On the Sunday she was collected from the knackery. As she was being taken from the yards a grey mare tried to follow….see https://honeyspledge.org/2013/05/25/charlottes-fate/
Here is how Laura Jane looked now just nine days after her last race. Transported from Geelong to Echuca, at the saleyards, trucked from Echuca to Melbourne and kept in the yards.
Laura Jane was given a new name and went off to be rehabilitated and to be trained as a riding horse, with the contractual requirement she would be rehomed under a contract to protect her future.
The months passed and there were positive updates regarding her overall nature and progress.
Then it became apparent, through the rescue network, that there was a problem. The full story is confidential, but Honey’s Pledge became aware that Laura Jane was at a property known for issues in regard to animal welfare.
Fortunately we were able to arrange immediately to collect Laura Jane.
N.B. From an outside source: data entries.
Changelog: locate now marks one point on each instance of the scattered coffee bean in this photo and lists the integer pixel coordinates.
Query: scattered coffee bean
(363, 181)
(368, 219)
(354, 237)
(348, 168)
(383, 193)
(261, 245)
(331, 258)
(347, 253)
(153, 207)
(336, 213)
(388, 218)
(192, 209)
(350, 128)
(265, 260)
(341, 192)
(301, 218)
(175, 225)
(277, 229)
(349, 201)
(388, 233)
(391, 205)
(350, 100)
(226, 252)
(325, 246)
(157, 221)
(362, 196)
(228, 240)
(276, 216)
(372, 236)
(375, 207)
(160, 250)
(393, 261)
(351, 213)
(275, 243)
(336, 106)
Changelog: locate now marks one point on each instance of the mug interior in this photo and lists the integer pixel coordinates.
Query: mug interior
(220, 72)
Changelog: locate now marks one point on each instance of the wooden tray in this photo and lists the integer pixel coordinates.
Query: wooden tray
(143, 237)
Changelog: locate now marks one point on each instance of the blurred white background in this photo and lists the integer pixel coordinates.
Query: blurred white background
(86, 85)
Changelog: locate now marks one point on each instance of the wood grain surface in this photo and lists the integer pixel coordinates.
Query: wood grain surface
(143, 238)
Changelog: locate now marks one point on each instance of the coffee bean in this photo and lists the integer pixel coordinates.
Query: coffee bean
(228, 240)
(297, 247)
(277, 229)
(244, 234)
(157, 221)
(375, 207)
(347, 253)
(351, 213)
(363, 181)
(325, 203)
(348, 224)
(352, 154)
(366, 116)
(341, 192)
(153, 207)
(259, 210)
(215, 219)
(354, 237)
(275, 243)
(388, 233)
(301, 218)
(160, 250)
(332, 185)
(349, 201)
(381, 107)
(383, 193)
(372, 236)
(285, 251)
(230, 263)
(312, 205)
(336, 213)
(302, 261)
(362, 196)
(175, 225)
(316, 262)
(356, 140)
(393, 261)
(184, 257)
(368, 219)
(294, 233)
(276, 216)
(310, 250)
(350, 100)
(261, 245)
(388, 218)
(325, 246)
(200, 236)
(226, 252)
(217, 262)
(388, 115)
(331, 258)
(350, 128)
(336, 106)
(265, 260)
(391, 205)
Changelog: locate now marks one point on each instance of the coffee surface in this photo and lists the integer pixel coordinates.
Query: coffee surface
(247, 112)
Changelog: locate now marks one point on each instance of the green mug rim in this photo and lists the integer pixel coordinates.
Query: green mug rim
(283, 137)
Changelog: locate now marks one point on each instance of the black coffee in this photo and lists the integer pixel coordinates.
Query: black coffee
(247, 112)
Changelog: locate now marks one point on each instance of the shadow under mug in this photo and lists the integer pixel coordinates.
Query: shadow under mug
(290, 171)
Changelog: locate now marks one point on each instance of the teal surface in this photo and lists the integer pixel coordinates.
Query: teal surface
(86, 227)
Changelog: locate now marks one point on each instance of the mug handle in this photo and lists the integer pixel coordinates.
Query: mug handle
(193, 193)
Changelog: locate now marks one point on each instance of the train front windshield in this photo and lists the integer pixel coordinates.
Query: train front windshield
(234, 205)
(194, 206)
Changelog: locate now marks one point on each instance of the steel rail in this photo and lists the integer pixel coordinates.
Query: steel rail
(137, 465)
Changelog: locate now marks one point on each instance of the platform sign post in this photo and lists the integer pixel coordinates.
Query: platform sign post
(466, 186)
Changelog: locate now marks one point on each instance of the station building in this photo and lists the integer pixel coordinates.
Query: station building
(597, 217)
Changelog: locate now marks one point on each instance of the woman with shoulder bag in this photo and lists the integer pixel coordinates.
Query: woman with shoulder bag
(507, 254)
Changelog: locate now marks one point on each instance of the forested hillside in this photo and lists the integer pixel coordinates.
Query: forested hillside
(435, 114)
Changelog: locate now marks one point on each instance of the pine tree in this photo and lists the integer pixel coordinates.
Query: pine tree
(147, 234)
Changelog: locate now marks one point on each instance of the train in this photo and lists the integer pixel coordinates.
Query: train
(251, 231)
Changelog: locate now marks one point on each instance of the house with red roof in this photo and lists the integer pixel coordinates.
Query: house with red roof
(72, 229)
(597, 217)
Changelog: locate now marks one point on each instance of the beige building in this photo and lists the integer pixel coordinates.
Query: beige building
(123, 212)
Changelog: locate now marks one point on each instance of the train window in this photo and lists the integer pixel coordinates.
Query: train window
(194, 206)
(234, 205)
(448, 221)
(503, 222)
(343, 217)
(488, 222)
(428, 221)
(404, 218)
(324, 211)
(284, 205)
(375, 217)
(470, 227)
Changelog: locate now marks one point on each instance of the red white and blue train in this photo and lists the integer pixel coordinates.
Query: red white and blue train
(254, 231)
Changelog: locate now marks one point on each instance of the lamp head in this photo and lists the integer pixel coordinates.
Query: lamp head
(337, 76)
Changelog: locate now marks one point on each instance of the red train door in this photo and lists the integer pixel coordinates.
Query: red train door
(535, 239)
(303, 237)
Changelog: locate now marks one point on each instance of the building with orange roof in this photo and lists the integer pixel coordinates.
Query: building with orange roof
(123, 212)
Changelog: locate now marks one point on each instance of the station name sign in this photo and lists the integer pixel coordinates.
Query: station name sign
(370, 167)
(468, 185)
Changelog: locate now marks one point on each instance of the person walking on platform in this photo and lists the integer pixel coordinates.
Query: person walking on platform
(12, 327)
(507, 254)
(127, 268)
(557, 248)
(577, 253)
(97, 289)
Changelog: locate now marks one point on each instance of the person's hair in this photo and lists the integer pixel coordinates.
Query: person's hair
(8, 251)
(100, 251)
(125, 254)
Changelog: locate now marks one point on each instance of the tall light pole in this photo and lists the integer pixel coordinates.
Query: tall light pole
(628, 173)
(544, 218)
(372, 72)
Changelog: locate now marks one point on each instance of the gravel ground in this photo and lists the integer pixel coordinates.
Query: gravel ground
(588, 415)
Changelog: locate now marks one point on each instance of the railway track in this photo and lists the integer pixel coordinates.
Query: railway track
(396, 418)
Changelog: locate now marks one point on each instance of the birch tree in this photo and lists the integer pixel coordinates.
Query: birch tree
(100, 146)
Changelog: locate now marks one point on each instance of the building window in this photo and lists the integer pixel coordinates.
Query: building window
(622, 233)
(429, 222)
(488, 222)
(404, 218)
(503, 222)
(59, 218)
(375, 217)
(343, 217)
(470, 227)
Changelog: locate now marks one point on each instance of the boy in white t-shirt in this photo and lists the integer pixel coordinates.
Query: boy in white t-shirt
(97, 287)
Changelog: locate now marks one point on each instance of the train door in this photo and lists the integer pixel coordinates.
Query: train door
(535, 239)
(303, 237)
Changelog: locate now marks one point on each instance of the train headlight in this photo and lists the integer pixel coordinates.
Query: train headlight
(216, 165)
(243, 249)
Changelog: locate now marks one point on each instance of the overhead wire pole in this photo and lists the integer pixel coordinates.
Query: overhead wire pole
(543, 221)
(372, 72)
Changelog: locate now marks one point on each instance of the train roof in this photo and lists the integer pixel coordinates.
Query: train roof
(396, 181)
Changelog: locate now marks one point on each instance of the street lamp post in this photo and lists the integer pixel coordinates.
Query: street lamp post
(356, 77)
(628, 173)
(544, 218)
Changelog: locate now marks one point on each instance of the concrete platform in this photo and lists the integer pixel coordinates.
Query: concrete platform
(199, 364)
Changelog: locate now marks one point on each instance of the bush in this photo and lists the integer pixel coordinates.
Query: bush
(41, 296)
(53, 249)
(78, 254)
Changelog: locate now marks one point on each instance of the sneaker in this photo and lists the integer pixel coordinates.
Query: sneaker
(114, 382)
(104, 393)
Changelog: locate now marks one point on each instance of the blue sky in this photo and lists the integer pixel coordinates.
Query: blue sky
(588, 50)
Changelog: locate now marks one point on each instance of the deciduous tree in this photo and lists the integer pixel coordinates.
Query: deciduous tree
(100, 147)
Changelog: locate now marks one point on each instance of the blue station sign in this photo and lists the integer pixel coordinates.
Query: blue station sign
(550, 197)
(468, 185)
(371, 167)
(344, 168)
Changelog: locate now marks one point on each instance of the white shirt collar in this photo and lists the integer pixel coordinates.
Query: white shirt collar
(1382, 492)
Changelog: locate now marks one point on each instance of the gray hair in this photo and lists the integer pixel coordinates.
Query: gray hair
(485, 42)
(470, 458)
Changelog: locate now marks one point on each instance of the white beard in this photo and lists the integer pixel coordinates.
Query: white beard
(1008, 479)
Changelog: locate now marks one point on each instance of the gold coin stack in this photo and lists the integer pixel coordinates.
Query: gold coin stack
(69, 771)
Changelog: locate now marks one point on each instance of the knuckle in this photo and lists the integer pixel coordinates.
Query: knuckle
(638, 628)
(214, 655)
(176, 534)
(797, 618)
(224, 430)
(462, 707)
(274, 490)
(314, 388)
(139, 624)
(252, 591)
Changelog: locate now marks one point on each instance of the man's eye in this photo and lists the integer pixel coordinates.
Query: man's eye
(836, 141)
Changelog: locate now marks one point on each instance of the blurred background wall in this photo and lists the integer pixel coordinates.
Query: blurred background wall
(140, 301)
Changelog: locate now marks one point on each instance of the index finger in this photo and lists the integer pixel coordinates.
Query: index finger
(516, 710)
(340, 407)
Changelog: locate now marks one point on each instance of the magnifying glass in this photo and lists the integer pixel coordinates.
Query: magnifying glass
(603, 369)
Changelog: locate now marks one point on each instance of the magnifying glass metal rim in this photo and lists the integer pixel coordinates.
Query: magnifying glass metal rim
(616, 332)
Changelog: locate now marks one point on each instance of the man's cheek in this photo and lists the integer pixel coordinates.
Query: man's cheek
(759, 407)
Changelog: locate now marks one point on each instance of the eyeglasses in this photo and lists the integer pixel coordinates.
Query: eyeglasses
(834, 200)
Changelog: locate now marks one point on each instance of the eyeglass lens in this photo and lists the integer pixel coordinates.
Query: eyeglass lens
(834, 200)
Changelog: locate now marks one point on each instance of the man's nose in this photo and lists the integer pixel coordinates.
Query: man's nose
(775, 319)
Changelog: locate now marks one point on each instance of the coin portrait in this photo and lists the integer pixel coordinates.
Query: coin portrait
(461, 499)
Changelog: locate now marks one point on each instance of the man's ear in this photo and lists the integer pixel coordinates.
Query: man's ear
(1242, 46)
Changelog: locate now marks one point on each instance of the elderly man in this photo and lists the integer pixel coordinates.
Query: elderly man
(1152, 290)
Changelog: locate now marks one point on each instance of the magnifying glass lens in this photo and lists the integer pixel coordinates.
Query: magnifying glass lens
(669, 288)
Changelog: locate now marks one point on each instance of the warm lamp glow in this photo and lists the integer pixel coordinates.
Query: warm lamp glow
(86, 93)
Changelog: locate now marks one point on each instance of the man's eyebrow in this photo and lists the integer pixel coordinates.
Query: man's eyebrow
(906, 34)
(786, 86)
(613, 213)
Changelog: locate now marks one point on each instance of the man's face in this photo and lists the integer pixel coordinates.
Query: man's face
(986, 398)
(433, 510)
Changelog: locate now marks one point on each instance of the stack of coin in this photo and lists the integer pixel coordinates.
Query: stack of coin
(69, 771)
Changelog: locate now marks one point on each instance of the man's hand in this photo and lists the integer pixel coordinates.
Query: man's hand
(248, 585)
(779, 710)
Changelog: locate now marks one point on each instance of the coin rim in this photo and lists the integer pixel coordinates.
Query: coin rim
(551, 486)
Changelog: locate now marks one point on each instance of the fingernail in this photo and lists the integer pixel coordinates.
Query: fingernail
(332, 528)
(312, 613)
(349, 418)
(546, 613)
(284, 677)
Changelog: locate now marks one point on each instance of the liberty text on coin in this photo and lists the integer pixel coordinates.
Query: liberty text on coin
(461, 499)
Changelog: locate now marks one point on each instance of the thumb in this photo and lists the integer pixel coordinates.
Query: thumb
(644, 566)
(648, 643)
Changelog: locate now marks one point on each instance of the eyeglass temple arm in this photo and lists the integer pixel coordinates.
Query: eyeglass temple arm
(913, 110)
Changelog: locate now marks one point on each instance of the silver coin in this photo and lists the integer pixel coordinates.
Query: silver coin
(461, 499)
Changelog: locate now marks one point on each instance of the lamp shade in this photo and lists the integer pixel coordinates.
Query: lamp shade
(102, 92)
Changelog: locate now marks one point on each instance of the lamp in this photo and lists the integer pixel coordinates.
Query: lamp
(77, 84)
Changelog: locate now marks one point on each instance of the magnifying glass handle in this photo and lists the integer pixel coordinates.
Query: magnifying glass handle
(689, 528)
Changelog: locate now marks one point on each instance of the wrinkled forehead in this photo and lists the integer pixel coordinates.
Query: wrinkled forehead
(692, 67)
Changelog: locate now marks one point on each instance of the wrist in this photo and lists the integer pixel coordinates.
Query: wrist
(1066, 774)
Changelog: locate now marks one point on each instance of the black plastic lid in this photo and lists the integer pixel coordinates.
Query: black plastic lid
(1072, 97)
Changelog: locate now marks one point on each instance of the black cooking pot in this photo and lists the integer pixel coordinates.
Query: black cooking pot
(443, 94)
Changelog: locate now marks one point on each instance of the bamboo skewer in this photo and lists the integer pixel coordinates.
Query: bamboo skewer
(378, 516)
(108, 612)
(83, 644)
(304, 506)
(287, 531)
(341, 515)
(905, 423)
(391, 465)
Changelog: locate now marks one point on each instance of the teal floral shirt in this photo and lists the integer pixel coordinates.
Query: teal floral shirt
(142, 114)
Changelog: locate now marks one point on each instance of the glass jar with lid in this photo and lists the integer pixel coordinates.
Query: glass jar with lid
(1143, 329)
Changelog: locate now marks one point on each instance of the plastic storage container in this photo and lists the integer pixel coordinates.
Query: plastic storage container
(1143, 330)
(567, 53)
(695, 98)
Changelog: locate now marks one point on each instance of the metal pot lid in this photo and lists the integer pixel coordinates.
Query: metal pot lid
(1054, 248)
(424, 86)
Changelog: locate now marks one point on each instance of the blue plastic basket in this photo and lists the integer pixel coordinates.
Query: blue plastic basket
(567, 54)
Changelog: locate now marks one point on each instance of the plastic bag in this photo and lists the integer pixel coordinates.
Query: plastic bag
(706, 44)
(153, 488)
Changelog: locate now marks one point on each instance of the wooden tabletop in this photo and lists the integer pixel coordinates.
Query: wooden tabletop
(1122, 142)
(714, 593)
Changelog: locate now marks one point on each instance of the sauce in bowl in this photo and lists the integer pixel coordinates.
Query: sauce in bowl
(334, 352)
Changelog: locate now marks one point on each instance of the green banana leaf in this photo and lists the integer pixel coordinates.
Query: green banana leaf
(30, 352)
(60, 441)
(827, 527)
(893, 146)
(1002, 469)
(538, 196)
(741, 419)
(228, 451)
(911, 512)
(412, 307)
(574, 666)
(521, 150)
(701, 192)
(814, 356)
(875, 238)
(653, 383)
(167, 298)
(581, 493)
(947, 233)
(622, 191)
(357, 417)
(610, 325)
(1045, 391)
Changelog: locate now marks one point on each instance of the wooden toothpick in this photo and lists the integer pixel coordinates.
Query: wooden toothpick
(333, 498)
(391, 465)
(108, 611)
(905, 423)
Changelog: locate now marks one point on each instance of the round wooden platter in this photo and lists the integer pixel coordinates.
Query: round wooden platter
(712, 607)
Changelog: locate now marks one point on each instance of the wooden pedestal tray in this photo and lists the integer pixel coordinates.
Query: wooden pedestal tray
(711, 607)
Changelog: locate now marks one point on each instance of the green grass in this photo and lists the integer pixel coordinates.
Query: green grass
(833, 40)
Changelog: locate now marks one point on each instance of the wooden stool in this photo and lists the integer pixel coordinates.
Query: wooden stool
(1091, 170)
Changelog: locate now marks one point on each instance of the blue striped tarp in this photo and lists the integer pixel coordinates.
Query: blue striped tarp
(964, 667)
We found a listless horse, looking aged for her years, covered in bites and kicks, with pressure sores, and a low body score. Even her manure showed that she had been eating dirt to ‘survive’.
She was taken direct to our vet practice and left as an inpatient to make sure she had the best care while she was fully checked, restarted on food and water and treated for parasites. This is a critical stage with rescue as horses can go downhill rapidly with colic. We also changed her name as a symbol of a new future to Sophie, meaning ‘wisdom’.
Sophie then came back to Honey’s Pledge to gain condition. She settled in well and over time her bites and kicks healed, and after two months her pressure sores resolved.
Sophie has one fear, being without food. This leads her to be aggressive at ‘defending’ her food, and unfortunately she caught her hind fetlock in a loose strand of wire. The injury was severe, cutting to the joint.
Our wonderful vet’s attended and with their care and some prolonged nursing Sophie’s leg is healing. The damage means Sophie can never be ridden and will have a possible weakness in the fetlock joint.
It does not appear to slow her down as she prances with paddock mate Ruth, her ‘twin’. https://honeyspledge.org/?s=ruth
Every day I look out of my window and see these two together, both ‘wastage’ from the racing industry. Sophie could so easily have been Nature’s Child if fate had not intervened. I rejoice in watching their life now free of fear, with plentiful food, water, shelter, companionship.
The next stage is now underway. A wonderful family wants to adopt Sophie as a companion. They are happy to care for her in exchange for love, nothing more, nothing less.
In order to rescue, it is essential that there are new safe homes out there, to make room for the next ‘choice’.
No we cannot save them all, but with your help we can save more.